No total, a capital paulista teve, até a última sexta-feira (24), 45.518 casos notificados suspeitos de covid-19 e 11.025 casos confirmados entre moradores do município.

Mortes por covid-19 na periferia

O crescimento do número de mortes causadas pelo contágio da covid-19 (suspeitas ou confirmadas) na capital paulista reflete a mesma situação do contágio. Embora a pandemia tenha se iniciado nos bairros ricos, na semana entre os dias 17 e 24 de abril houve aumento de 45% nas mortes ocorridas nos 20 distritos mais pobres do município. Já nos 20 distritos mais ricos o aumento foi nove pontos percentuais menor: 36%. A média na cidade foi de 38%.

Em números absolutos, a desigualdade nas mortes causadas pela covid-19 também é clara. Embora tenham um menor número de casos, os 20 distritos mais pobres saltaram de 474 mortes para 689, entre os dias 17 e 24. No mesmo período, os 20 distritos mais ricos tiveram aumento de 263 para 357 no número de mortes. Em toda a cidade, o número total de mortes subiu de 1.935, no dia 17, para 2.688, no dia 24.

Os distritos com o maior número de mortes por covid-19 seguem sendo Brasilândia, na zona norte, com 81, e Sapopemba, na zona leste, com 77. Ambos tiveram aumento em torno de 50%. Já o maior aumento percentual ocorreu no Jardim Helena, também na zona leste, com 120% – de 15 para 33 mortes em uma semana. Já o distrito do Morumbi, onde o primeiro caso foi confirmado, teve uma nova morte por covid-19 em uma semana, indo de sete para oito casos.

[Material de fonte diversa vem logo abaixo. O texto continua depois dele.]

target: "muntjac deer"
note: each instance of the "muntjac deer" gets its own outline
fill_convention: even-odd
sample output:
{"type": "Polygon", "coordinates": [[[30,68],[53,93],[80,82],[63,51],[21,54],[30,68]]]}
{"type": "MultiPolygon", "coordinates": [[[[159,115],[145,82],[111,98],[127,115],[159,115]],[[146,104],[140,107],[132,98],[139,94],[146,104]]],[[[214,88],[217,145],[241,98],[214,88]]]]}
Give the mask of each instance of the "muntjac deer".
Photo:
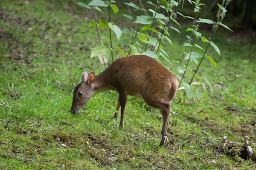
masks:
{"type": "Polygon", "coordinates": [[[160,146],[168,138],[167,130],[172,101],[178,89],[175,76],[157,61],[142,55],[116,60],[97,76],[84,71],[82,81],[75,88],[71,112],[77,114],[97,93],[114,90],[119,94],[116,118],[121,107],[120,128],[124,126],[128,95],[143,98],[149,106],[158,109],[163,116],[162,140],[160,146]]]}

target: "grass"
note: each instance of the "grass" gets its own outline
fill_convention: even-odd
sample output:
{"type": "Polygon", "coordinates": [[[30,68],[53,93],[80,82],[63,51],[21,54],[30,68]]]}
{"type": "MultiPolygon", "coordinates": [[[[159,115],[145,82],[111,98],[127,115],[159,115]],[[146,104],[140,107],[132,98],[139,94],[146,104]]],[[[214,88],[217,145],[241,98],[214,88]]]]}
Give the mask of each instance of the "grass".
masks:
{"type": "MultiPolygon", "coordinates": [[[[0,3],[0,169],[255,169],[255,160],[219,152],[225,136],[243,143],[247,135],[256,142],[256,45],[250,35],[215,35],[221,57],[212,49],[209,55],[217,69],[205,60],[200,69],[213,91],[201,89],[192,105],[174,102],[169,141],[158,148],[162,120],[142,99],[128,97],[122,129],[116,128],[119,118],[111,118],[114,91],[96,94],[78,115],[70,113],[83,71],[104,70],[88,57],[98,43],[87,33],[96,35],[84,21],[91,14],[70,2],[26,2],[0,3]]],[[[113,20],[124,26],[119,16],[113,20]]],[[[164,47],[178,60],[186,34],[172,33],[174,46],[164,47]]],[[[160,62],[176,72],[175,63],[160,62]]]]}

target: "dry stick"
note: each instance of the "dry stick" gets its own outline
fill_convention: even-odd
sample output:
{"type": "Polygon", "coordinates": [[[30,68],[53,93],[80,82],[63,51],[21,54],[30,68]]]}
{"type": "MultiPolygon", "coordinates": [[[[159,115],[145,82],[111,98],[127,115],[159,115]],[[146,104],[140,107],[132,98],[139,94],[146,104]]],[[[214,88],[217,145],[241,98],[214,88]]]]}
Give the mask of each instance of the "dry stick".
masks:
{"type": "MultiPolygon", "coordinates": [[[[93,11],[93,18],[94,18],[94,20],[96,22],[96,17],[95,17],[95,14],[94,14],[94,10],[93,8],[92,8],[92,11],[93,11]]],[[[101,45],[101,43],[100,42],[100,37],[99,37],[99,28],[98,28],[98,25],[96,24],[96,29],[97,29],[97,33],[98,33],[98,38],[99,38],[99,45],[101,45]]],[[[105,61],[104,60],[104,57],[102,55],[102,60],[103,60],[103,64],[104,64],[104,68],[105,69],[106,69],[106,64],[105,64],[105,61]]]]}
{"type": "MultiPolygon", "coordinates": [[[[156,7],[156,9],[155,10],[155,14],[154,14],[154,19],[153,19],[153,23],[152,23],[152,25],[151,25],[151,29],[152,29],[152,28],[153,28],[153,26],[154,26],[154,23],[155,21],[155,20],[156,19],[156,16],[157,15],[157,8],[158,8],[159,5],[159,3],[158,2],[157,2],[157,7],[156,7]]],[[[152,30],[151,29],[149,31],[149,34],[148,34],[148,35],[149,36],[150,36],[150,34],[151,34],[151,32],[152,31],[152,30]]],[[[147,49],[147,46],[148,46],[148,43],[146,43],[144,51],[146,51],[146,50],[147,49]]]]}
{"type": "MultiPolygon", "coordinates": [[[[108,18],[109,22],[111,23],[111,18],[110,17],[110,2],[108,0],[108,18]]],[[[112,62],[114,61],[113,60],[113,51],[112,45],[112,40],[111,39],[111,28],[109,27],[109,37],[110,37],[110,46],[111,47],[111,56],[112,60],[112,62]]]]}

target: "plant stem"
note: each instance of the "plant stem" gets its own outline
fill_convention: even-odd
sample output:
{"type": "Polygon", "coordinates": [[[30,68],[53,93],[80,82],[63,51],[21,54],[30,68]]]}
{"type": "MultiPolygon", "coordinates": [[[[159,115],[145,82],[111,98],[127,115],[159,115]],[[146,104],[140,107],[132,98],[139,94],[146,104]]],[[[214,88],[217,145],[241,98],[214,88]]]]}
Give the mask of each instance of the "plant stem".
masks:
{"type": "MultiPolygon", "coordinates": [[[[155,19],[156,18],[156,16],[157,15],[157,8],[158,8],[158,6],[159,5],[159,3],[158,3],[158,2],[157,1],[157,7],[156,7],[156,9],[155,10],[155,14],[154,16],[154,19],[153,20],[153,23],[152,23],[152,24],[151,25],[151,29],[152,29],[153,28],[153,26],[154,26],[154,23],[155,21],[155,19]]],[[[150,34],[151,34],[151,32],[152,30],[150,30],[150,31],[149,31],[149,34],[148,34],[148,35],[149,36],[150,36],[150,34]]],[[[146,50],[147,49],[147,46],[148,46],[148,43],[146,44],[146,46],[145,47],[145,49],[144,50],[144,51],[146,51],[146,50]]]]}
{"type": "MultiPolygon", "coordinates": [[[[108,18],[109,23],[111,23],[111,18],[110,17],[110,2],[109,0],[108,0],[108,18]]],[[[112,60],[112,62],[113,62],[113,51],[112,51],[112,40],[111,38],[111,28],[110,27],[109,28],[109,37],[110,38],[110,46],[111,47],[111,57],[112,60]]]]}
{"type": "MultiPolygon", "coordinates": [[[[196,26],[197,26],[197,12],[196,12],[196,16],[195,17],[195,23],[196,23],[196,26]]],[[[195,31],[197,31],[197,28],[195,27],[195,31]]],[[[195,33],[194,33],[194,38],[193,39],[193,42],[192,43],[192,47],[191,47],[191,51],[190,51],[190,54],[189,54],[189,60],[188,60],[188,62],[187,63],[186,65],[186,70],[184,71],[184,73],[183,73],[183,75],[182,75],[182,78],[180,80],[180,84],[179,84],[179,88],[181,84],[181,82],[182,82],[182,80],[184,78],[184,76],[185,75],[185,74],[186,73],[186,71],[187,68],[188,68],[188,66],[189,65],[189,60],[190,60],[190,57],[191,57],[191,54],[192,53],[192,51],[193,51],[193,48],[194,47],[194,44],[195,43],[195,33]]]]}
{"type": "Polygon", "coordinates": [[[193,79],[194,79],[194,77],[195,76],[195,74],[196,74],[196,73],[197,72],[197,71],[198,70],[198,68],[199,68],[199,67],[200,66],[200,65],[201,65],[202,61],[203,61],[204,58],[204,56],[205,56],[205,54],[206,54],[206,52],[207,51],[207,50],[208,50],[208,48],[209,47],[209,45],[210,45],[210,42],[212,40],[212,36],[214,34],[214,32],[212,32],[212,35],[211,36],[211,38],[210,38],[210,40],[209,40],[209,42],[208,42],[208,45],[207,45],[207,47],[206,48],[206,49],[205,49],[205,51],[204,51],[204,55],[203,56],[203,57],[202,57],[202,59],[201,59],[201,61],[200,61],[200,62],[199,62],[199,64],[198,65],[197,68],[196,68],[196,70],[195,70],[195,74],[193,75],[193,76],[191,78],[191,80],[190,80],[190,82],[189,82],[189,85],[190,85],[190,84],[191,84],[191,83],[192,82],[193,79]]]}
{"type": "MultiPolygon", "coordinates": [[[[138,31],[139,31],[139,28],[140,28],[140,24],[139,24],[139,25],[138,25],[138,28],[137,28],[137,30],[136,30],[136,33],[135,33],[135,35],[134,36],[133,40],[133,37],[131,37],[131,45],[133,45],[134,42],[135,38],[136,38],[136,36],[137,36],[137,34],[138,33],[138,31]]],[[[132,35],[133,36],[133,34],[132,35]]],[[[128,52],[128,54],[127,54],[127,57],[129,56],[129,55],[130,55],[130,54],[131,53],[131,46],[130,46],[130,49],[129,49],[129,52],[128,52]]]]}
{"type": "MultiPolygon", "coordinates": [[[[95,17],[95,14],[94,14],[94,10],[93,8],[92,8],[92,11],[93,11],[93,18],[94,18],[94,20],[96,22],[96,18],[95,17]]],[[[98,25],[96,24],[96,29],[97,29],[97,32],[98,33],[98,37],[99,38],[99,45],[101,45],[101,43],[100,42],[100,38],[99,37],[99,28],[98,28],[98,25]]]]}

O médico infectologista e diretor do Sindicato dos Médicos de São Paulo Gerson Salvador também considera que os dados das mortes por covid-19 evidenciam a desigualdade na capital paulista e expõe a falta de assistência à saúde nos bairros pobres.

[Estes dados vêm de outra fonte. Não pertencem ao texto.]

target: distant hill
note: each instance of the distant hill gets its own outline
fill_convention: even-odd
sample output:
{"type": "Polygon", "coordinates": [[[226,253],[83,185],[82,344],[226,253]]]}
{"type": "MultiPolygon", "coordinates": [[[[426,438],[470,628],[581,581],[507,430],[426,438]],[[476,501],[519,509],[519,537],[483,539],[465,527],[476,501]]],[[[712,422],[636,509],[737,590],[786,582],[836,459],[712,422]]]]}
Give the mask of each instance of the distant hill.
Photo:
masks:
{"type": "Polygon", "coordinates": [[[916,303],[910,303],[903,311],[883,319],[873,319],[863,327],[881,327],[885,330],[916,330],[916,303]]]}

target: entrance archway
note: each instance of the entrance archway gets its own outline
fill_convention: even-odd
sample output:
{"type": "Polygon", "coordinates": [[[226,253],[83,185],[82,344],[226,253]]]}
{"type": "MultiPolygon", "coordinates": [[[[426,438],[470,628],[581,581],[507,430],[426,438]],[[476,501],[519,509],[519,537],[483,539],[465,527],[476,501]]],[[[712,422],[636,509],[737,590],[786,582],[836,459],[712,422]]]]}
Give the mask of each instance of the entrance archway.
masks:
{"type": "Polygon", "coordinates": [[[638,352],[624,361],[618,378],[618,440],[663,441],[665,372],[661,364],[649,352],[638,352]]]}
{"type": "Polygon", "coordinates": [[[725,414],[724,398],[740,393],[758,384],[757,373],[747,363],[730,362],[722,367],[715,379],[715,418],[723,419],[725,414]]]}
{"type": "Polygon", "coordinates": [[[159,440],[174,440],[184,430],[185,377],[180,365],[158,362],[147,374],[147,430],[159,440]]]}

“A gente está vendo o número de mortos crescendo desproporcionalmente nos bairros mais pobres. Isso reflete uma iniquidade de acesso à saúde. Nas regiões periféricas tem um contingente de pessoas que dependem unicamente do Sistema Único de Saúde. A gente sabe que outras doenças de transmissão respiratória, por exemplo a tuberculose, acometem de maneira desproporcional as pessoas que vivem na rua, em cortiços e em favelas. O risco de transmissão da covid-19 em pessoas que vivem nessas condições vai ser maior. A falta de assistência e as condições de vida acabam resultando num número desproporcional de mortes na população mais pobre”, disse.

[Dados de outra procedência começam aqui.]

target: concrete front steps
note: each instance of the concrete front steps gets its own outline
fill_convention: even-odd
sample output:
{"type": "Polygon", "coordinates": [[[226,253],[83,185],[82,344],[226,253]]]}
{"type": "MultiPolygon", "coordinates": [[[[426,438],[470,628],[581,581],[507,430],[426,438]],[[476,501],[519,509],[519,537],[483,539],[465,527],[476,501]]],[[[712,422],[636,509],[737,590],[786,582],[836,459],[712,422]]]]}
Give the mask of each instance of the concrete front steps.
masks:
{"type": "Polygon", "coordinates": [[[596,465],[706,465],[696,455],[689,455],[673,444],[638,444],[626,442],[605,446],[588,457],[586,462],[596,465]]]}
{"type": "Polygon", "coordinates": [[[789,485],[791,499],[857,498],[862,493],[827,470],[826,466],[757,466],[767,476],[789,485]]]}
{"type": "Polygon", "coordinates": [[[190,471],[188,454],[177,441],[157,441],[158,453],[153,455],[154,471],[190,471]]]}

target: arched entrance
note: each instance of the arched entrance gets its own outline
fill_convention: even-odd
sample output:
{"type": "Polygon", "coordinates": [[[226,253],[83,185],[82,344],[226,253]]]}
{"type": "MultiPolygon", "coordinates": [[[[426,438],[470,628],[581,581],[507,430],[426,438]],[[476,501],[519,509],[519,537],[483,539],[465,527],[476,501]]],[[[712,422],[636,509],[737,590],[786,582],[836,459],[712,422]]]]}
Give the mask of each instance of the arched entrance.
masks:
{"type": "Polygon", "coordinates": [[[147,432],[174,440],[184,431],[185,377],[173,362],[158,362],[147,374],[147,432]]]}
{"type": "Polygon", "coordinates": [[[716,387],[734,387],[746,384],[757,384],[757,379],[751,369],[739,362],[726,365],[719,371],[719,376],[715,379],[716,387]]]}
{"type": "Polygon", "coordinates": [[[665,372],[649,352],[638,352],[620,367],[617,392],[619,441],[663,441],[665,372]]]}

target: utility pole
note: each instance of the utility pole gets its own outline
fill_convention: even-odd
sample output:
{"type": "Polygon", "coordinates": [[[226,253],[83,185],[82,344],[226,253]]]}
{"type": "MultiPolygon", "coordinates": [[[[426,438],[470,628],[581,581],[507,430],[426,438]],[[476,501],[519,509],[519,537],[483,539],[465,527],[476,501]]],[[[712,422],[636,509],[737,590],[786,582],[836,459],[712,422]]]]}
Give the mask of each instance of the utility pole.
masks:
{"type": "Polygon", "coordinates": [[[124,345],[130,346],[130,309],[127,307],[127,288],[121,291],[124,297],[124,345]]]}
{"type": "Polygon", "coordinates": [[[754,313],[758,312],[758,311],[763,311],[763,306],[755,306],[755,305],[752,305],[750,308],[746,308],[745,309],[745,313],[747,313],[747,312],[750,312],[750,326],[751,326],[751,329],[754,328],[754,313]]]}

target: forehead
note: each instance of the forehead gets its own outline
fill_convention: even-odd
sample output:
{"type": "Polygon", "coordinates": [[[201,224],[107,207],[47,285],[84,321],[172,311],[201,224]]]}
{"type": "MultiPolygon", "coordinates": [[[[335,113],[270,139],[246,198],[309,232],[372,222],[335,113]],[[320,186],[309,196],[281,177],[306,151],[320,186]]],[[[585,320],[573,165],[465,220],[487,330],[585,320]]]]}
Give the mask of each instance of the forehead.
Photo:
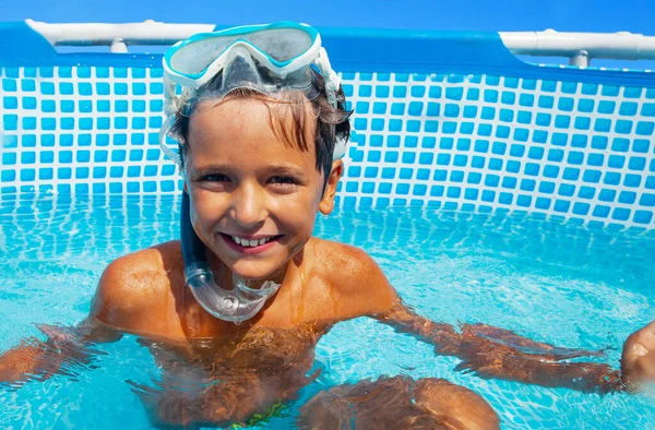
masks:
{"type": "Polygon", "coordinates": [[[258,158],[286,154],[315,160],[317,119],[309,103],[254,97],[203,101],[189,121],[188,153],[194,158],[241,152],[258,158]]]}
{"type": "Polygon", "coordinates": [[[261,139],[273,134],[287,146],[313,154],[317,124],[314,108],[302,95],[277,99],[237,93],[219,103],[199,103],[189,120],[188,142],[192,146],[203,134],[241,129],[243,136],[258,134],[261,139]]]}

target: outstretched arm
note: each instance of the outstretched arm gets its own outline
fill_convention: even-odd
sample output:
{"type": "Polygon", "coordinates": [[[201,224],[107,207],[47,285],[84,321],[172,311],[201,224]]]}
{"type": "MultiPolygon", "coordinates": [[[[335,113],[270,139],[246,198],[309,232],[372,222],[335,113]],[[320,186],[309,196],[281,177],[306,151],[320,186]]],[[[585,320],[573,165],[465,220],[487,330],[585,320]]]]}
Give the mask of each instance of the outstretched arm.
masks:
{"type": "Polygon", "coordinates": [[[630,391],[640,390],[643,383],[655,382],[655,321],[626,339],[621,374],[630,391]]]}
{"type": "Polygon", "coordinates": [[[462,362],[457,370],[472,371],[480,378],[583,392],[608,393],[623,387],[621,373],[607,365],[563,361],[602,353],[559,348],[485,324],[462,324],[462,332],[457,333],[451,325],[429,321],[401,302],[377,318],[433,344],[439,354],[458,357],[462,362]]]}
{"type": "Polygon", "coordinates": [[[31,337],[0,354],[0,385],[45,380],[55,373],[72,374],[75,365],[88,363],[96,342],[118,341],[121,335],[90,318],[75,327],[40,325],[47,341],[31,337]]]}

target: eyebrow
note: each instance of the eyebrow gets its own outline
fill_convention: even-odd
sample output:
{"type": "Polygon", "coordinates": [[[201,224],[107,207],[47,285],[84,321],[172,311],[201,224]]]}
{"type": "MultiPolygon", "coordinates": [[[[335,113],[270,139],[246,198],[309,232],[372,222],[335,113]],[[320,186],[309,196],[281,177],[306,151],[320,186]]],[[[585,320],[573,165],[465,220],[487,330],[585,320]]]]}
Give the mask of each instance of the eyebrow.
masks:
{"type": "MultiPolygon", "coordinates": [[[[229,164],[210,164],[206,166],[194,167],[189,166],[191,168],[192,176],[200,177],[210,174],[214,174],[216,171],[231,171],[233,166],[229,164]]],[[[267,169],[275,174],[287,174],[287,175],[305,175],[305,169],[300,169],[295,165],[290,164],[270,164],[267,169]]]]}

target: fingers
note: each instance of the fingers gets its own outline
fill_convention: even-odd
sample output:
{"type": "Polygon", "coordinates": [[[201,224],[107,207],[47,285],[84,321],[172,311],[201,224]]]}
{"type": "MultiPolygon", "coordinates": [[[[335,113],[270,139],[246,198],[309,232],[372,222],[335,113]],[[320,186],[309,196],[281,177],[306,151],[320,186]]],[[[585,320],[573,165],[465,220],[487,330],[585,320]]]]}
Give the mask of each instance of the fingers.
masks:
{"type": "Polygon", "coordinates": [[[486,324],[463,324],[462,333],[474,343],[474,339],[478,339],[478,343],[480,344],[493,343],[497,345],[503,345],[516,350],[516,353],[550,361],[561,361],[577,357],[604,356],[603,350],[590,351],[577,348],[561,348],[520,336],[509,330],[486,324]]]}

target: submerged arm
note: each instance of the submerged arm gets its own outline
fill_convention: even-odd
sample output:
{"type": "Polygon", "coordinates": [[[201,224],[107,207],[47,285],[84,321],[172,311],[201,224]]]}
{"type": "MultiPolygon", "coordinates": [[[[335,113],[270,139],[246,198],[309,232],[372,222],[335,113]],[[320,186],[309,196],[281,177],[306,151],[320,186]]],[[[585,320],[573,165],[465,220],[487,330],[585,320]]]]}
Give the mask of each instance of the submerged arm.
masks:
{"type": "Polygon", "coordinates": [[[95,342],[118,341],[121,335],[88,319],[75,327],[40,325],[47,341],[31,337],[0,354],[0,386],[29,380],[45,380],[55,373],[74,374],[76,366],[85,366],[94,355],[102,354],[92,347],[95,342]]]}
{"type": "Polygon", "coordinates": [[[462,359],[456,370],[472,371],[480,378],[582,392],[622,390],[621,373],[608,365],[562,361],[602,353],[560,348],[485,324],[463,324],[462,333],[457,333],[452,325],[429,321],[402,303],[378,319],[433,344],[438,354],[462,359]]]}

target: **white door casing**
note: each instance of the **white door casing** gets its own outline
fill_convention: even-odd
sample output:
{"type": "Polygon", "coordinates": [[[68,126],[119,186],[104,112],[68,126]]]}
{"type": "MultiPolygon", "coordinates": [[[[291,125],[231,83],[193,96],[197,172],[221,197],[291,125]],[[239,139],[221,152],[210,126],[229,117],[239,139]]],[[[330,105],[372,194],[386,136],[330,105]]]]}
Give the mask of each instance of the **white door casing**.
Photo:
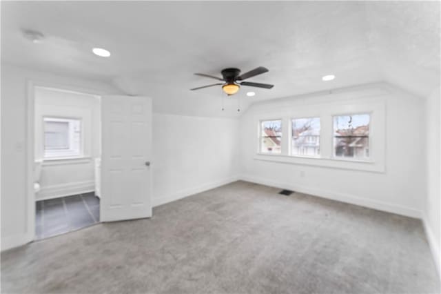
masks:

A falta de leitos de UTI na periferia foi evidenciada por um levantamento da Rede Nossa São Paulo. Apenas três distritos – Sé, Vila Mariana e Pinheiros – concentram 60% dos leitos de UTI da cidade. Outros sete distritos – Parelheiros, Cidade Ademar e Campo Limpo, na zona sul; Anhanguera e Tremembé, na zona norte; Aricanduva, na zona leste; e Lapa, na zona oeste – não possuem nenhum leito de UTI, mesmo concentrando 20% da população da cidade (2,3 milhões de pessoas). Outros 16 distritos têm de dois a oito leitos de UTI para cada 100 mil habitantes da região para enfrentar a pandemia de coronavírus. O ideal, segundo a Organização Mundial da Saúde é entre 10 e 30 leitos desse tipo, para cada cem mil habitantes.